Meurtre de Shireen Abu Akleh: Les Palestiniens font monter la pression sur Israël

  • Le 12 mai, l’Institut de médecine légale de l’université nationale An-Najah de Naplouse a révélé que la journaliste n’avait aucune chance de survie après le coup de feu
  • Une enquête interne menée par les forces de défense israéliennes révèle qu’un tireur d'élite israélien de l’unité spéciale de Dovdovan a tiré à travers un trou dans son véhicule militaire blindé, prenant accidentellement la journaliste pour cible

RAMALLAH: Le ministre palestinien de la Justice, Mohammed al-Shalaldeh, fait porter à Israël l’entière responsabilité de l’assassinat de la journaliste d’Al Jazeera Shireen Abu Akleh. Il affirme que ce meurtre prémédité constitue un crime de guerre.

La journaliste a été abattue d’une balle dans la tête mercredi matin lors d’un raid militaire israélien dans la ville cisjordanienne de Jénine.

Six jours après qu’Israël a nié toute responsabilité de ses soldats, un officier des forces de défense israéliennes déclare à Haaretz qu’un soldat israélien aurait tiré sur la journaliste, ce qui aurait conduit à sa mort.

Cet officier ajoute que le soldat israélien était assis dans un véhicule de l’armée et qu’il était armé d’un fusil doté d’un objectif télescopique. Il aurait tué la journaliste à 190 mètres de distance.

CONTEXTE

Le procureur général palestinien a demandé une autopsie du corps de la journaliste Shireen Abu Akleh afin de déterminer la cause de son décès et de recueillir tout élément de preuve permettant d’identifier le coupable de ce crime.

Le soldat a prétendu lors de son interrogatoire qu’il ne savait pas qu’il avait tiré sur Abu Akleh dans la mesure où il ne l’avait pas vue et qu’il ne connaissait pas, d’ailleurs, son identité.

Le ministre déclare: «Que celui qui a tiré sache que ce projectile est désormais en notre possession. Nous ne participerons pas à cette enquête aux côtés des Israéliens, parce que nous disposons également de la souveraineté sous l’occupation israélienne. Nous ne permettrons pas la mise en place d’une enquête conjointe compte tenu des nombreuses mauvaises expériences similaires avec la puissance occupante.»

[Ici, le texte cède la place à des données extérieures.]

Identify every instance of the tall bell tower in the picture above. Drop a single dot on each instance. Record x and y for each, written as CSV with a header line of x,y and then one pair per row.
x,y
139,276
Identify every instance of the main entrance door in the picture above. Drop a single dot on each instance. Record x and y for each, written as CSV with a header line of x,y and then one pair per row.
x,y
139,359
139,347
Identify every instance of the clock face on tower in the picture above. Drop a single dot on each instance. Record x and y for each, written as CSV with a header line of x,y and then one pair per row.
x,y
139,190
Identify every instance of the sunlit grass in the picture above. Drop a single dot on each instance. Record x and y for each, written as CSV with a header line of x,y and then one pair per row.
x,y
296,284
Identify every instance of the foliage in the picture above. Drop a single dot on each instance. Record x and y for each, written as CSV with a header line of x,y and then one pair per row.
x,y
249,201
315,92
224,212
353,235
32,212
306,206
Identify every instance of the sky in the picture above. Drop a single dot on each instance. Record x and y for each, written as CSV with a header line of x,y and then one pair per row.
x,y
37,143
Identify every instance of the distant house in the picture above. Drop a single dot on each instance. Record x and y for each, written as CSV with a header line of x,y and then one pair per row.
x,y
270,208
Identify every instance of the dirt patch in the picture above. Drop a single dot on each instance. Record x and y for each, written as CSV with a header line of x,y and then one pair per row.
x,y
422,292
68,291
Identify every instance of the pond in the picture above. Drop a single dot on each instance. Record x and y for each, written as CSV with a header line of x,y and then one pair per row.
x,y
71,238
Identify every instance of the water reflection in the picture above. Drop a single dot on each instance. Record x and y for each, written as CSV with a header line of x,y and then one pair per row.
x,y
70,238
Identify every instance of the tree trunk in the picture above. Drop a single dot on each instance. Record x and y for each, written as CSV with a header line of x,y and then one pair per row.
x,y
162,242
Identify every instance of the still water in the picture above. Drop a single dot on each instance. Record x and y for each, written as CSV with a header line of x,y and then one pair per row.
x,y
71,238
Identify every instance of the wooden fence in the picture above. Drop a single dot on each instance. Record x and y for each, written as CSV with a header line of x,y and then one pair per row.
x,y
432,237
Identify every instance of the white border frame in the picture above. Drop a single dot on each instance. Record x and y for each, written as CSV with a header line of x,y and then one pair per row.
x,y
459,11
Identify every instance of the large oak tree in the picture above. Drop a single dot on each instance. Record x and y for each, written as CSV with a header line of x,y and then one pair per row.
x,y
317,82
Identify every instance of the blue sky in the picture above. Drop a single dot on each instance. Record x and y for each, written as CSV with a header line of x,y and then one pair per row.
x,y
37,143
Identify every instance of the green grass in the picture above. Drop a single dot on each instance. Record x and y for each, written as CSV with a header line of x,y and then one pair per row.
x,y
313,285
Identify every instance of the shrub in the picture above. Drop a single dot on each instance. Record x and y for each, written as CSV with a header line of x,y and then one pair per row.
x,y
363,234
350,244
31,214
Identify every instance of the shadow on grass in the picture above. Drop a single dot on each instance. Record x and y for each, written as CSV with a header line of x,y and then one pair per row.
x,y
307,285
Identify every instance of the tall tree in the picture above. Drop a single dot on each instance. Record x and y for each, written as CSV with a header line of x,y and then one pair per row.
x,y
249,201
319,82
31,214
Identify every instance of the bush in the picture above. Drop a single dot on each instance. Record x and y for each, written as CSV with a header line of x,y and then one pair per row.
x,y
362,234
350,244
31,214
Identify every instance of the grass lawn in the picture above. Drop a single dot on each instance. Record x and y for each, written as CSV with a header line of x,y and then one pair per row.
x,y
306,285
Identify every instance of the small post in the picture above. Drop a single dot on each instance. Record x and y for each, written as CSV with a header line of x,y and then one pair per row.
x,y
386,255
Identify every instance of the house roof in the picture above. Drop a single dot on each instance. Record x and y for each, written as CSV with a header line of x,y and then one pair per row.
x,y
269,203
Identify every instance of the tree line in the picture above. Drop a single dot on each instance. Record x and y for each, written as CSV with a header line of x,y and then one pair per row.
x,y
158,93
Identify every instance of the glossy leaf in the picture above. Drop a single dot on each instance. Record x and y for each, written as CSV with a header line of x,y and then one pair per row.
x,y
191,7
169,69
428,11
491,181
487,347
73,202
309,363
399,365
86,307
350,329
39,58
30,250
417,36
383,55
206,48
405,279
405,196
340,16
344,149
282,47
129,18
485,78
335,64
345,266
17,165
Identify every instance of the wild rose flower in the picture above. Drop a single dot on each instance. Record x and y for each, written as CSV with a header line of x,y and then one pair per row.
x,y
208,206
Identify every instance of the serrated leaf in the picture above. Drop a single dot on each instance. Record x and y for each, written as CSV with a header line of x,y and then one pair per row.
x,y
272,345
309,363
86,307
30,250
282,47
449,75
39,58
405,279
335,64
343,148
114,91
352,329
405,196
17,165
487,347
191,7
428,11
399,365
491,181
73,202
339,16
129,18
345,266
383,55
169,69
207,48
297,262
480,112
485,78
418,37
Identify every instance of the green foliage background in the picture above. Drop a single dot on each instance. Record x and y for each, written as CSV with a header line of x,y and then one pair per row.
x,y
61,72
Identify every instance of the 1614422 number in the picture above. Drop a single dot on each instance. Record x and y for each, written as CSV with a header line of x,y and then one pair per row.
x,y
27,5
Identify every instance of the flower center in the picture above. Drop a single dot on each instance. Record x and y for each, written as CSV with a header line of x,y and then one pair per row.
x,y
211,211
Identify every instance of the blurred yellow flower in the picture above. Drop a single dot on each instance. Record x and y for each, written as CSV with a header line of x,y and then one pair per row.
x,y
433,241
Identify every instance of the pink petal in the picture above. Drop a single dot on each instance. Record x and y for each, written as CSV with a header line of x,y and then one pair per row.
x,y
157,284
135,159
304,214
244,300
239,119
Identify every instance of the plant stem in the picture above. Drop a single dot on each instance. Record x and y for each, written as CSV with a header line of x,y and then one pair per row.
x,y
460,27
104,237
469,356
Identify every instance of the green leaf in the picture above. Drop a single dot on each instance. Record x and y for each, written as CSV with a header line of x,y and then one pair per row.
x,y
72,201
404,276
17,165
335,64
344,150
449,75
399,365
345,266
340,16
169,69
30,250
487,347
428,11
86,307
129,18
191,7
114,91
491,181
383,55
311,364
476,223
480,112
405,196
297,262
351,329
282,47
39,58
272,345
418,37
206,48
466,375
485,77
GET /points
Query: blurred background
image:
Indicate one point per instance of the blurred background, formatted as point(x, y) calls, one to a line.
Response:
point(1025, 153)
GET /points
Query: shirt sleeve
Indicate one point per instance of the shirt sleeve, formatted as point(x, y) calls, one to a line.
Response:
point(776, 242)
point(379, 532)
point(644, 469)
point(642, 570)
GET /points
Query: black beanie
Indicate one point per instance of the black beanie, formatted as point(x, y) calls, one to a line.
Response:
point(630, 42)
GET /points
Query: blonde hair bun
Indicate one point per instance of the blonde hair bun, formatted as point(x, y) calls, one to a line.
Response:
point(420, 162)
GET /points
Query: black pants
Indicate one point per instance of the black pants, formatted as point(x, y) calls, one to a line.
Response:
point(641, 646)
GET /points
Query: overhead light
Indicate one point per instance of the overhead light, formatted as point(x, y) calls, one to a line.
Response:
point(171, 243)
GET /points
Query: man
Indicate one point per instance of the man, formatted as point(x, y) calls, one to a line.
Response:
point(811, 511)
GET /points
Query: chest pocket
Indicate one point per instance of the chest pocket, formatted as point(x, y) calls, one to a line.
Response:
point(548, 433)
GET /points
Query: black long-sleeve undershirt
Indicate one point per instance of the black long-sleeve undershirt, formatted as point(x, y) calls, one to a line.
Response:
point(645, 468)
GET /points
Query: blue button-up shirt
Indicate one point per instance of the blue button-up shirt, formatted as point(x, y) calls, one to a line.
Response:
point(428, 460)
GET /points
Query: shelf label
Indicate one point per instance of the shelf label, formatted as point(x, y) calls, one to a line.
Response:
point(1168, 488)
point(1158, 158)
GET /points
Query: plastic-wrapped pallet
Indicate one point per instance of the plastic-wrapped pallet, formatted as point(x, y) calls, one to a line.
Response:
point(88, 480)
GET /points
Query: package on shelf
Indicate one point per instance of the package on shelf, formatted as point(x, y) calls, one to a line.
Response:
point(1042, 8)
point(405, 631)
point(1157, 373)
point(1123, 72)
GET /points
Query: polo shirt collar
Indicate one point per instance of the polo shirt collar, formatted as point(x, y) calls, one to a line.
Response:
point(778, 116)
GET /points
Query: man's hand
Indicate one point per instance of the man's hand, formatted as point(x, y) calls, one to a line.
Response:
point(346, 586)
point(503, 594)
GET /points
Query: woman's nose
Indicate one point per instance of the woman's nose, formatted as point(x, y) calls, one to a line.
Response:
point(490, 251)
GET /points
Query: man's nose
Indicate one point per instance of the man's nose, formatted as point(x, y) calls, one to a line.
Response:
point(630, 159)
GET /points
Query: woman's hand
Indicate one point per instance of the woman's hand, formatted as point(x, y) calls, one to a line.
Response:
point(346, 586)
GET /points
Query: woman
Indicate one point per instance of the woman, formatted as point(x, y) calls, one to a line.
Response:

Il indique en outre que l’examen de la balle nécessiterait du temps en raison de la nature des enquêtes médico-légales.

«Les experts en la matière prennent toutes les mesures légales, mais, en principe, les preuves judiciaires montrent que le projectile provient des soldats de l’occupation israélienne», précise le ministre.

La chaîne de télévision israélienne Canal 12 rapporte que les États-Unis avaient demandé à Israël des précisions au sujet de l’enquête sur la mort de la journaliste, une citoyenne américano-palestinienne.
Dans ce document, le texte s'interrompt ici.